Roanoke Times Copyright (c) 1995, Landmark Communications, Inc. DATE: SUNDAY, January 9, 1994 TAG: 9401080021 SECTION: EXTRA PAGE: 1 EDITION: METRO SOURCE: Cody Lowe DATELINE: LENGTH: Medium
It's fun for us, maybe boring for you, and entirely inconsequential. I doubt that future historians will be swayed a whit by our choices.
In fact, our proximity to events makes the selections inevitable - in a word, predictable.
What would you guess? The Branch Davidian episode in Waco? Right. It was No. 1.
Others included the increasingly public charges of sexual abuse against clergy, the Roman Catholics' World Youth Day, the invocation of Scripture in the Israeli-Palestinian peace process, the World Congress of Religions, the World Trade Center bombing's link to Muslim extremists, the Religious Freedom Restoration Act, and the firestorm over the Evangelical Lutheran Church in America study on sexuality.
Locally, we probably would add the stories of Elwood Gallimore's unusual definitions of Christian marriage and the sexual practices of the members of the Church of Light Universalist Church - the Bath County cult.
But in 50 or 100 years, when history can just begin to take stock of what happened in 1993, how big will those stories seem?
I suspect most of them will have been forgotten or, at best, worthy of only passing reference - footnotes.
The truly big stories - the ones I believe still will be ongoing a century from now - are the ones we really don't think much about. Sometimes we don't even recognize that they are being played out around us.
Here's my vote for some of the biggest religion stories of 1993 - even though none of them drew banner headlines on Page 1.
Most of the world's 1.7 billion Christians still believe the Bible is sacred, even in the face of scholarship that challenges its authenticity and denies the supernatural.
The veracity and applicability of Scripture has been questioned for centuries, yet the Bible continues to be the most respected - and best-selling - book on the planet.
Despite a seemingly indestructible animosity in many quarters, millions of Jews continue to practice the world's oldest monotheistic religion.
What some have called the oldest hatred - anti-Semitism - continues to thrive in some places. But, for yet another year, it fails to prevail.
Millions of Muslims devoutly practice their faith - without even considering firebombing a public building.
Not only do they eschew violence against non-Muslims, most Muslims want converts to be voluntary - not coerced - believers.
Thousands and thousands of Catholic priests do not abuse children - sexually or otherwise.

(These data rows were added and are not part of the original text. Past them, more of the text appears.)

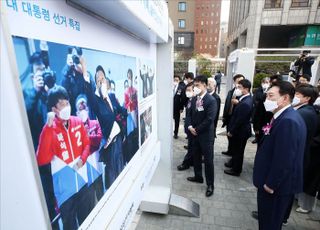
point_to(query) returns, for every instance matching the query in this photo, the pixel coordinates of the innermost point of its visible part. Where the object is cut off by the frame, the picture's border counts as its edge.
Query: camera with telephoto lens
(75, 57)
(49, 78)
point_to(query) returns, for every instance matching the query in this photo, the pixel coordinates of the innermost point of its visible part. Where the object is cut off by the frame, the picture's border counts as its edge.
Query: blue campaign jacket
(279, 159)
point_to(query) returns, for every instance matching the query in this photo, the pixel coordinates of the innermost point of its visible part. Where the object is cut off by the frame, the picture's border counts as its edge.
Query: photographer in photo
(304, 63)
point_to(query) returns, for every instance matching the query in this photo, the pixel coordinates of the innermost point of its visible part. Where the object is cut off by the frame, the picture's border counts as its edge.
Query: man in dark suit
(303, 101)
(108, 111)
(178, 102)
(188, 159)
(201, 126)
(218, 77)
(212, 84)
(278, 165)
(239, 128)
(259, 115)
(230, 103)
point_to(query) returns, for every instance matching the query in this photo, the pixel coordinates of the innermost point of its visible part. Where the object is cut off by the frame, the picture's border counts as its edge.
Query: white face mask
(104, 90)
(295, 101)
(265, 86)
(189, 94)
(65, 113)
(237, 92)
(270, 105)
(196, 90)
(83, 114)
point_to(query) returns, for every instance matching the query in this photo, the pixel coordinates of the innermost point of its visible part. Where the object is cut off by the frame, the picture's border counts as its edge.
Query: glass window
(272, 4)
(182, 23)
(181, 40)
(182, 6)
(300, 3)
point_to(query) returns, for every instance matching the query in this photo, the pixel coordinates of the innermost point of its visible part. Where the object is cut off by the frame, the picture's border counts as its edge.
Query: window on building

Remarkably, young men continue to be drawn to the priesthood and young women to Catholic religious orders despite incredibly severe societal distastes for the discipline they require - commitment, celibacy and often poverty.
Dozens of groups whose religions are considered cults by others - including Mormons and Jehovah's Witnesses - spread their faith without stockpiling weapons or being threatened by law-enforcement officials.
The nation's commitment to religious freedom, in fact, fosters the peaceful unique expression of any individual's relationship to the divine.
Some American Indian religious groups use illegal drugs in worship without creating a new class of addicts.
Some religious groups even allow children to consume wine at religious functions - without contributing to the problem of juvenile delinquency.
Hundreds of thousands of homosexuals - mostly unrecognized and many unwelcomed - worshiped as Christians and Jews and Muslims and in other faiths without inspiring God to destroy their houses of worship.
Millions of youngsters moved freely, thoughtfully and willingly into full adult participation in their faiths - thus ensuring the perpetuation of religious expression.